In this problem, we’ll verify using R that SVD and Eigenvalues are related as worked out in the weekly module. Given a 3×2 matrix A
\[ \left(\begin{array}{cc} 1 & 2 & 3\\ -1 & 0 & 4 \end{array}\right) \]
write code in R to compute= \(X = AA^{T} ; Y = A^{T}A\)
A = matrix(c(1,2,3,-1,0,4), nrow=2,byrow=TRUE)
A
## [,1] [,2] [,3]
## [1,] 1 2 3
## [2,] -1 0 4
X = A %*% t(A)
X
## [,1] [,2]
## [1,] 14 11
## [2,] 11 17
Y = t(A) %*% A
Y
## [,1] [,2] [,3]
## [1,] 2 2 -1
## [2,] 2 4 6
## [3,] -1 6 25
Then, compute the eigenvalues and eigenvectors of X and Y using the built-in commands in R.
#eigen command can find values and vectors
valX = eigen(X)$values
vecX = eigen(X)$vectors
eigen(X)
## $values
## [1] 26.601802 4.398198
##
## $vectors
## [,1] [,2]
## [1,] 0.6576043 -0.7533635
## [2,] 0.7533635 0.6576043
valY = eigen(Y)$values
vecY = eigen(Y)$vectors
eigen(Y)
## $values
## [1] 2.660180e+01 4.398198e+00 1.058982e-16
##
## $vectors
## [,1] [,2] [,3]
## [1,] -0.01856629 -0.6727903 0.7396003
## [2,] 0.25499937 -0.7184510 -0.6471502
## [3,] 0.96676296 0.1765824 0.1849001
singVal = svd(A)$d
leftVec = svd(A)$u
rightVec = svd(A)$v
Then, compute the left-singular, singular values, and right-singular vectors of A using the svd command.
#svd command
singVal = svd(A)$d
leftVec = svd(A)$u
rightVec = svd(A)$v
singVal
## [1] 5.157693 2.097188
leftVec
## [,1] [,2]
## [1,] -0.6576043 -0.7533635
## [2,] -0.7533635 0.6576043
rightVec
## [,1] [,2]
## [1,] 0.01856629 -0.6727903
## [2,] -0.25499937 -0.7184510
## [3,] -0.96676296 0.1765824
Examine the two sets of singular vectors and show that they are indeed eigenvectors of X and Y.

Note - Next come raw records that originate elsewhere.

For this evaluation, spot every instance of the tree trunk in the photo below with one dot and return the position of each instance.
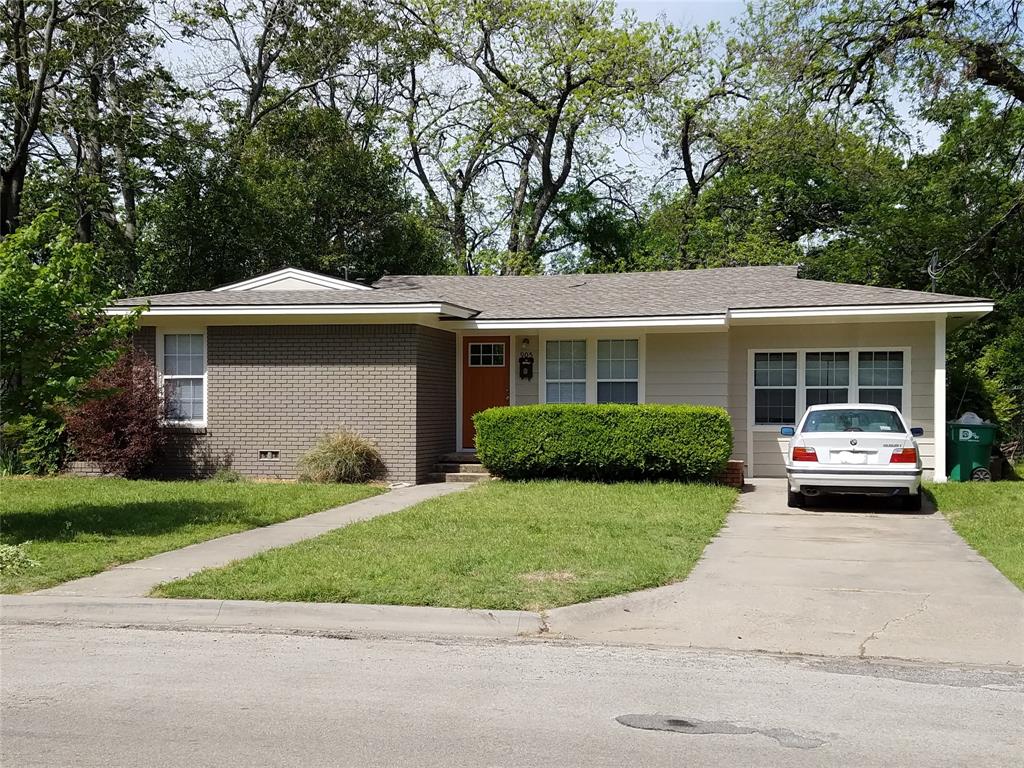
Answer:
(10, 196)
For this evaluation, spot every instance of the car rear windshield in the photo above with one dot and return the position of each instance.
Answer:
(853, 420)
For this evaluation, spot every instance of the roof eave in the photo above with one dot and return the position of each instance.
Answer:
(440, 308)
(968, 309)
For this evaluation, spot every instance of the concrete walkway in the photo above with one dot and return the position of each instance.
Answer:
(137, 579)
(843, 582)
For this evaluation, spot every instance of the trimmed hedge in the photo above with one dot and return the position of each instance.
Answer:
(604, 442)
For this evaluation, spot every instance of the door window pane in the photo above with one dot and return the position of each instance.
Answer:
(486, 354)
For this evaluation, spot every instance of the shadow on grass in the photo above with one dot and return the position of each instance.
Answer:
(130, 518)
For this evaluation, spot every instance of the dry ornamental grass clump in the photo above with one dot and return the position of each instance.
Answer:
(341, 457)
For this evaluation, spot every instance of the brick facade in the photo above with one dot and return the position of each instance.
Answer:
(282, 387)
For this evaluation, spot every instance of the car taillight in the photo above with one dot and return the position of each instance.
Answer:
(804, 455)
(903, 456)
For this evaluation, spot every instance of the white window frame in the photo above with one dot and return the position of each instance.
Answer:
(623, 380)
(854, 387)
(591, 337)
(162, 377)
(795, 386)
(543, 394)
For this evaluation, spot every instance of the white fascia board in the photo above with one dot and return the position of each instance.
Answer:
(272, 309)
(323, 281)
(970, 307)
(711, 321)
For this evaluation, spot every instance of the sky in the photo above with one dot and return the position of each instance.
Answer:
(685, 12)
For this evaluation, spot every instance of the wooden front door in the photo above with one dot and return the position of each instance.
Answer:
(484, 379)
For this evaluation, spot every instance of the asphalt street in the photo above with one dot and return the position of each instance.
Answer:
(76, 695)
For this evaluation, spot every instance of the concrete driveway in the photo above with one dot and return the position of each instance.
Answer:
(856, 580)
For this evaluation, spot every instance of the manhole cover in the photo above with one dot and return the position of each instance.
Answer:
(689, 725)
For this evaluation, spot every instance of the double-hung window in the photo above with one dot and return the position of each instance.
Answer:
(880, 378)
(826, 377)
(565, 371)
(786, 382)
(183, 375)
(617, 371)
(775, 388)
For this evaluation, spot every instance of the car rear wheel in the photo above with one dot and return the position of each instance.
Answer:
(911, 503)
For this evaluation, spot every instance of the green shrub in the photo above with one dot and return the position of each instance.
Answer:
(341, 457)
(34, 444)
(604, 442)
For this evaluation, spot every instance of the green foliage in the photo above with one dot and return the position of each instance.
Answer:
(53, 333)
(14, 560)
(501, 545)
(341, 457)
(1000, 369)
(34, 444)
(604, 442)
(76, 526)
(298, 190)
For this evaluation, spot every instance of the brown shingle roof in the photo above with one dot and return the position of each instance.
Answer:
(563, 296)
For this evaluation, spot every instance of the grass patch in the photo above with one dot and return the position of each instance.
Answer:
(501, 545)
(990, 517)
(78, 526)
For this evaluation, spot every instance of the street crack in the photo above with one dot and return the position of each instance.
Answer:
(784, 736)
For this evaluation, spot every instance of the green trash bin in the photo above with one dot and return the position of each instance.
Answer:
(969, 451)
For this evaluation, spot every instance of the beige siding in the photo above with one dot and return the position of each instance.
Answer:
(769, 446)
(687, 368)
(526, 390)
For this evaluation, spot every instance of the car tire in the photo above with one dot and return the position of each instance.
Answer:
(911, 503)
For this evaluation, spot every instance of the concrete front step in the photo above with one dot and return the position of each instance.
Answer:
(458, 476)
(471, 468)
(460, 457)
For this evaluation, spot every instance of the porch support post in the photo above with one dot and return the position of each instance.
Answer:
(940, 399)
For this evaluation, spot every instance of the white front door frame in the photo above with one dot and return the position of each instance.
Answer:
(939, 473)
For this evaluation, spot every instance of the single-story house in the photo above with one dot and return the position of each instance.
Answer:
(255, 372)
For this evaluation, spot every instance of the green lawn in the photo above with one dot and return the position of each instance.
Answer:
(501, 545)
(990, 517)
(78, 526)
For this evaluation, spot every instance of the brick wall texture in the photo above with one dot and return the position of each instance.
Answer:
(282, 387)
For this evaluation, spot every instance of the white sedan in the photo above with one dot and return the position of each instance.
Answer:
(853, 449)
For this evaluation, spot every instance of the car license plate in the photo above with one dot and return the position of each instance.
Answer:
(850, 457)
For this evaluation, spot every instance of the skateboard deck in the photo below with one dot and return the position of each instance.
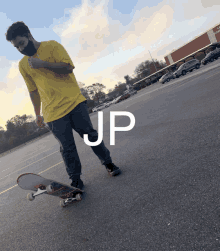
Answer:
(40, 185)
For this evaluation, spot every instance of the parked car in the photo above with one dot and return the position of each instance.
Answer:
(211, 56)
(167, 77)
(123, 97)
(98, 108)
(186, 67)
(116, 99)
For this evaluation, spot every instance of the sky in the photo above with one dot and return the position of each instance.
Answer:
(105, 39)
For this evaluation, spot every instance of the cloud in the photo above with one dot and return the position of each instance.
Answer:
(104, 50)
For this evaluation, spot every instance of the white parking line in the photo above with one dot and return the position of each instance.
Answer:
(212, 75)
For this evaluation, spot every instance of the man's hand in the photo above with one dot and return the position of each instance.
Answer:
(40, 121)
(35, 63)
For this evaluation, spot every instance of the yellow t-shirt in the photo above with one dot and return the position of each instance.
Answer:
(59, 94)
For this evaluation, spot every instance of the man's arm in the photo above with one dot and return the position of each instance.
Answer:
(35, 98)
(60, 68)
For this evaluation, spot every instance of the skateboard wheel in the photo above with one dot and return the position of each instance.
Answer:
(62, 203)
(30, 196)
(49, 189)
(78, 196)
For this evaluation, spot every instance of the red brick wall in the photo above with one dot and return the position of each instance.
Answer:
(167, 60)
(191, 47)
(215, 29)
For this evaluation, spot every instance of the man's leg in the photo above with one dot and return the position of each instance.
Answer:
(81, 123)
(63, 132)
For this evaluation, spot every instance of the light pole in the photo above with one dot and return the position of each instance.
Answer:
(153, 61)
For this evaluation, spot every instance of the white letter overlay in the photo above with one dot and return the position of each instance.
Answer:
(112, 124)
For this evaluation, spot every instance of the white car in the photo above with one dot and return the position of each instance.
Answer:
(115, 100)
(98, 108)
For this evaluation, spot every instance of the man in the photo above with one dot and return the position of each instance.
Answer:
(48, 73)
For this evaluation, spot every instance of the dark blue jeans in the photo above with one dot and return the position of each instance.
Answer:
(79, 120)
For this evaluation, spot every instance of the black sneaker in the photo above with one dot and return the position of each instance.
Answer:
(78, 183)
(112, 169)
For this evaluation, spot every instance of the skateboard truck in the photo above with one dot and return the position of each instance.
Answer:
(41, 189)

#eigenvector calculation compared to the SVD calculation. They are equal.
vecX
## [,1] [,2]
## [1,] 0.6576043 -0.7533635
## [2,] 0.7533635 0.6576043
leftVec
## [,1] [,2]
## [1,] -0.6576043 -0.7533635
## [2,] -0.7533635 0.6576043
vecY
## [,1] [,2] [,3]
## [1,] -0.01856629 -0.6727903 0.7396003
## [2,] 0.25499937 -0.7184510 -0.6471502
## [3,] 0.96676296 0.1765824 0.1849001
rightVec
## [,1] [,2]
## [1,] 0.01856629 -0.6727903
## [2,] -0.25499937 -0.7184510
## [3,] -0.96676296 0.1765824
In addition, the two non-zero eigenvalues (the 3rd value will be very close to zero, if not zero) of both X and Y are the same and are squares of the non-zero singular values of A. Your code should compute all these vectors and scalars and store them in variables. Please add enough comments in your code to show me how to interpret your steps.
valX
## [1] 26.601802 4.398198
singVal^2
## [1] 26.601802 4.398198
valY[1:2]
## [1] 26.601802 4.398198
singVal^2
## [1] 26.601802 4.398198
Using the procedure outlined in section 1 of the weekly handout, write a function to compute the inverse of a well-conditioned full-rank square matrix using co-factors. In order to compute the co-factors, you may use built-in commands to compute the determinant. Your function should have the following signature:
B = myinverse(A)
randSM <- function(x){
#random square matrix with 3 rows/columns
m = matrix(sample.int(10,x**2,replace=T),nrow = x, ncol = x)
return (m)
}
A = randSM(3)
A
## [,1] [,2] [,3]
## [1,] 3 3 2
## [2,] 10 8 10
## [3,] 2 10 6
det(A)
## [1] -108
#function to find the inverse
myinverse <- function(A) {
# of rows
n = nrow(A)
#function removes the corresponding row/column for each iteration and find the determinate value of the submatrix
determS = function(A, i, j) {
det(A[-i,-j])
}
#supposed to change the sign on every other calculation, but isn't working properly. Can you take a look?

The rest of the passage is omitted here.